In this study memory change over 6 years was assessed using a large scale sample (16, 638 elderly individuals born <1948) from Health and Retirement Study. Growth curve models were analysed with reference to memory recall of a 10 word list and levels of social integration (i.e with family, volunteering, marital status).

Results indicated:

Socialisation demonstrated as a predictor of slower memory decline (p<.01). 

In individuals with vascular disease, socialisation observed to be protective buffer ( (p< 0.05)

Memory amongst least socialised deteriorated at twice the rate of other participants, with association greatest amongst those with <12 years of education (p<0.07)

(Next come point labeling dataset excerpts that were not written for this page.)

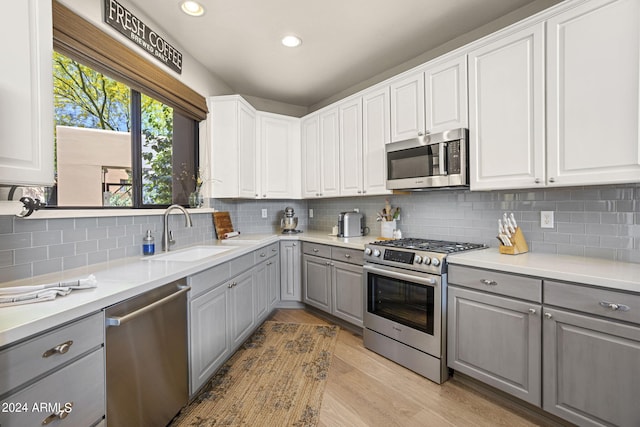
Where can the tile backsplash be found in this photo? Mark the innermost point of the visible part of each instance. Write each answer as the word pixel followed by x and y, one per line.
pixel 599 222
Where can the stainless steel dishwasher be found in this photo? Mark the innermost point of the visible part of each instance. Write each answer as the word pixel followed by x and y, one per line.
pixel 146 357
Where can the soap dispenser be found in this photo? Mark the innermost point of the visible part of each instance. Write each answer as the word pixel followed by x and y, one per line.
pixel 148 244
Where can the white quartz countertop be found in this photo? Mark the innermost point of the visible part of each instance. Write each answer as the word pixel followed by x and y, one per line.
pixel 126 278
pixel 590 271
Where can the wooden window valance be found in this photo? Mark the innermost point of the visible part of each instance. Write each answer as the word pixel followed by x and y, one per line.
pixel 83 41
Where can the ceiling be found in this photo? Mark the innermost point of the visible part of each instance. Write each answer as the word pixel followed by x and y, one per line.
pixel 345 42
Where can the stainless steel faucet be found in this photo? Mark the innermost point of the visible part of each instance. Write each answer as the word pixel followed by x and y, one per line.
pixel 167 235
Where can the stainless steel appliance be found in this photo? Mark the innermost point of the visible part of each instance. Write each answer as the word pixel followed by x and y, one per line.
pixel 146 357
pixel 289 222
pixel 350 224
pixel 405 309
pixel 429 161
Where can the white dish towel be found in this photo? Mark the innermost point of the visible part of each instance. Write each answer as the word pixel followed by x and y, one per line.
pixel 37 293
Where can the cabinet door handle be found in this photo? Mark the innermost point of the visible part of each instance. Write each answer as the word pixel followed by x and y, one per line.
pixel 614 307
pixel 59 349
pixel 60 415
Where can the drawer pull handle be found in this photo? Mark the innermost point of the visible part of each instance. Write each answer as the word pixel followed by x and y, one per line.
pixel 59 349
pixel 614 307
pixel 60 415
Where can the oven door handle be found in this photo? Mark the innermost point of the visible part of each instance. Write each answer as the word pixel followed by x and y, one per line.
pixel 402 276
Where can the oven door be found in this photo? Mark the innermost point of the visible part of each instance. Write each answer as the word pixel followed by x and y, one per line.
pixel 405 306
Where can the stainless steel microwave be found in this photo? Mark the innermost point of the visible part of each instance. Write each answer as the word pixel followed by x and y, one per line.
pixel 430 161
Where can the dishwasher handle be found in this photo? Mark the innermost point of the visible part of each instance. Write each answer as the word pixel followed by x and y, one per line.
pixel 121 320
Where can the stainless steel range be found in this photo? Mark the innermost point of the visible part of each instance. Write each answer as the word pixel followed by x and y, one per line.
pixel 406 294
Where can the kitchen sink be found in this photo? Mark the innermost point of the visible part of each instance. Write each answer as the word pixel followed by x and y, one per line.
pixel 194 253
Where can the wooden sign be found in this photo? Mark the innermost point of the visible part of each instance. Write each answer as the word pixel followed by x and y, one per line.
pixel 126 23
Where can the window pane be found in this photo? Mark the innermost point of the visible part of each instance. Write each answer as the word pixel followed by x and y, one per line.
pixel 157 149
pixel 93 140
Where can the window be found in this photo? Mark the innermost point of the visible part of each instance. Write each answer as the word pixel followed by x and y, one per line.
pixel 115 146
pixel 126 131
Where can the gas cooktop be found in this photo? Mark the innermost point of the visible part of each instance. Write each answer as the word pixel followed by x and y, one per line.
pixel 438 246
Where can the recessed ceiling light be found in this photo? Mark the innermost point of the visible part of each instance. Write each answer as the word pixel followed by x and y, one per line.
pixel 291 41
pixel 192 8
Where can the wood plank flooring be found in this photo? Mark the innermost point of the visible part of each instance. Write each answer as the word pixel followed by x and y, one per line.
pixel 365 389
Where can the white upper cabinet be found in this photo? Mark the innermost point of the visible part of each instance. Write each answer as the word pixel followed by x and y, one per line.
pixel 310 133
pixel 407 107
pixel 279 156
pixel 506 111
pixel 247 152
pixel 320 154
pixel 232 154
pixel 26 94
pixel 351 147
pixel 593 62
pixel 445 86
pixel 376 133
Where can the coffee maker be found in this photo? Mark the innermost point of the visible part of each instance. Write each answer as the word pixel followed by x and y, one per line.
pixel 289 222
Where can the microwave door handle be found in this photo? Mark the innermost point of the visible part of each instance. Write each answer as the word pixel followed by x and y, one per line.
pixel 442 155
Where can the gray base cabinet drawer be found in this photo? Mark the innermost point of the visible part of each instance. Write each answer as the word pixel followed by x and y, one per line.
pixel 316 249
pixel 23 362
pixel 497 341
pixel 512 285
pixel 591 369
pixel 264 253
pixel 78 387
pixel 208 279
pixel 602 302
pixel 352 256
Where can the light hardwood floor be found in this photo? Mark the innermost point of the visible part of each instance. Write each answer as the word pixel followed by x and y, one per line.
pixel 365 389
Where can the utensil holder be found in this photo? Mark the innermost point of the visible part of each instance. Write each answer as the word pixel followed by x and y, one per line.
pixel 387 227
pixel 519 244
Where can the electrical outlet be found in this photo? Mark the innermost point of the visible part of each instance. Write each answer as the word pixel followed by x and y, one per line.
pixel 546 219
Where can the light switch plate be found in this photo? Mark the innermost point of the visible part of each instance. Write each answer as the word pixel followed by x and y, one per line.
pixel 546 219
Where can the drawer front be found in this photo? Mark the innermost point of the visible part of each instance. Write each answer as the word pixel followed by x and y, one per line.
pixel 208 279
pixel 240 264
pixel 316 249
pixel 352 256
pixel 80 384
pixel 602 302
pixel 264 253
pixel 526 288
pixel 24 362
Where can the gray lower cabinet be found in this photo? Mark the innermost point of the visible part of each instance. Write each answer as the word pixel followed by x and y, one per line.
pixel 332 285
pixel 591 359
pixel 56 377
pixel 227 303
pixel 209 342
pixel 496 340
pixel 290 289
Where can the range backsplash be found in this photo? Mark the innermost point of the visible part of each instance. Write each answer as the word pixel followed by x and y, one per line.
pixel 600 222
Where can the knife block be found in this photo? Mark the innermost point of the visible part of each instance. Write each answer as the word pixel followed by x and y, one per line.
pixel 519 244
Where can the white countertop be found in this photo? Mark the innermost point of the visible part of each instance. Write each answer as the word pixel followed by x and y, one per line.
pixel 591 271
pixel 129 277
pixel 126 278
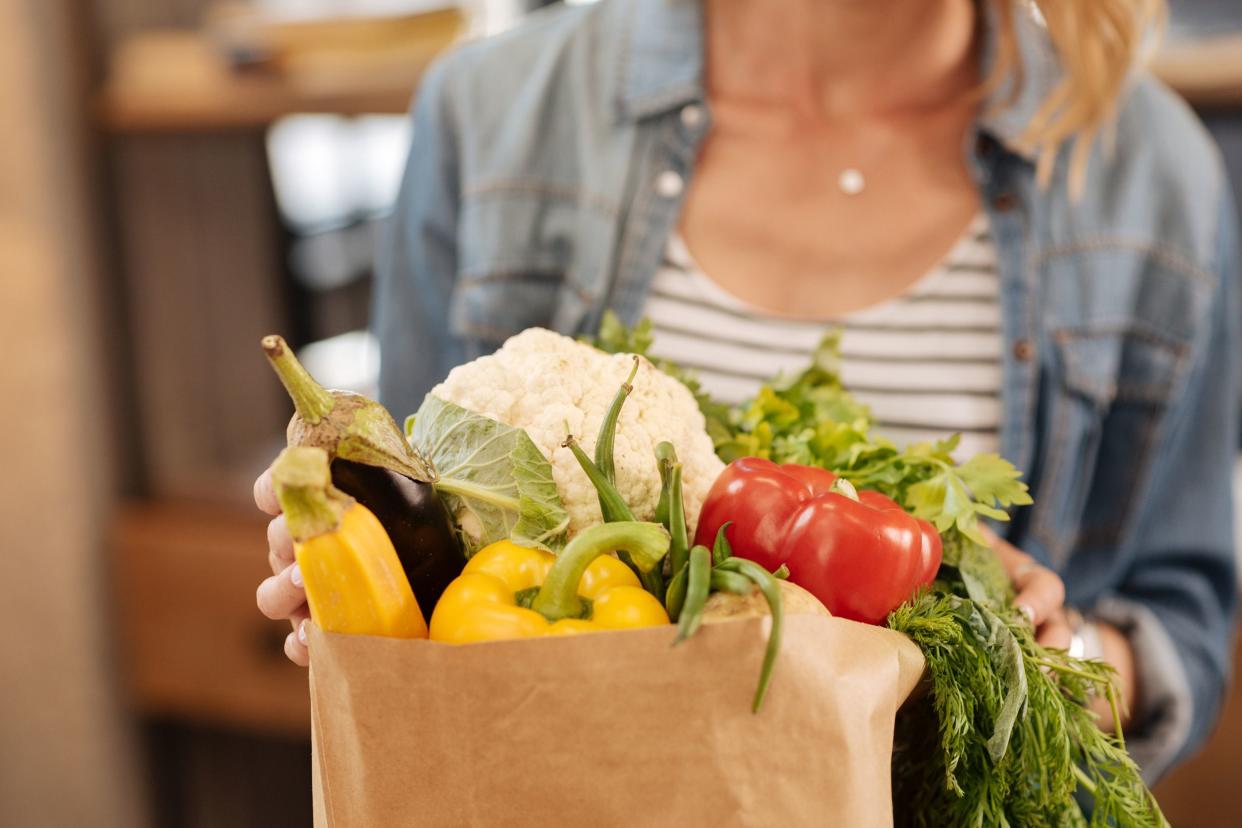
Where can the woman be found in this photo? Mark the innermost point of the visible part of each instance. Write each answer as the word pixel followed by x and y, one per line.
pixel 1022 240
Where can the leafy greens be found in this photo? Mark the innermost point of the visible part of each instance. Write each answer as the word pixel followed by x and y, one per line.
pixel 1005 736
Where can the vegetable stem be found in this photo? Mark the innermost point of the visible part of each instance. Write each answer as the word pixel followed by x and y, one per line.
pixel 698 585
pixel 766 584
pixel 678 554
pixel 646 543
pixel 606 440
pixel 311 503
pixel 612 505
pixel 311 400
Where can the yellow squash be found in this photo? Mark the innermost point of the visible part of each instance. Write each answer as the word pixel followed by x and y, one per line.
pixel 353 577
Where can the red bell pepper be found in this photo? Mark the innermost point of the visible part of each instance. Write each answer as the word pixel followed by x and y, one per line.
pixel 857 551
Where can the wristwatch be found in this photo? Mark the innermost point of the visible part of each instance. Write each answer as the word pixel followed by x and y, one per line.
pixel 1084 643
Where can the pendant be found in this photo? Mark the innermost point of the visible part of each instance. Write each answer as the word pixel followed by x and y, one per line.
pixel 851 181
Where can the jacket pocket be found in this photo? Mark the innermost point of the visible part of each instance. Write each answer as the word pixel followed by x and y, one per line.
pixel 1110 389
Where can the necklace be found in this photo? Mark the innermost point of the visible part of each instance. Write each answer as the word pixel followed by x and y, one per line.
pixel 851 181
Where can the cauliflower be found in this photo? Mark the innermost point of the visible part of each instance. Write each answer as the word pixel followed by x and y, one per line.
pixel 543 381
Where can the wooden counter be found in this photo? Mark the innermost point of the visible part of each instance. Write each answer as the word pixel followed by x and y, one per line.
pixel 1206 72
pixel 179 81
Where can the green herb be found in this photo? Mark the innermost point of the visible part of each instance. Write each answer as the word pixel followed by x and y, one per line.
pixel 1005 735
pixel 496 483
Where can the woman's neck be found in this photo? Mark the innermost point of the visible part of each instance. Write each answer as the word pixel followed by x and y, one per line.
pixel 832 60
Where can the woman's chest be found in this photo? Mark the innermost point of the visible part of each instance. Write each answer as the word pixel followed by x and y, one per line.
pixel 817 227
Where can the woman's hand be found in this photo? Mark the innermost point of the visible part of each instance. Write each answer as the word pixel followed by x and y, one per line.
pixel 282 596
pixel 1041 594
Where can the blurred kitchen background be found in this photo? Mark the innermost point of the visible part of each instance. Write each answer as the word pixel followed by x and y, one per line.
pixel 179 178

The study indicates that socialisation and levels of education may be protective factors for memory decline. The study also suggests that socialisation may reduce risk for memory decline in individuals with vascular diseases. The study did not use a robust means of measuring memory capability, such as MMSE. Results for socialisation as a predictor of slower memory decline not statistically significant. However, socialisation in individuals with vascular disease as a protective factor was observed to be statistically significant. More research required as to the mechanisms of how socialisation reduces risk of memory decline in vascular disease. Findings for education as a protective factor were observed to be statistically significant. More research required into to what level of education is most protective against memory decline.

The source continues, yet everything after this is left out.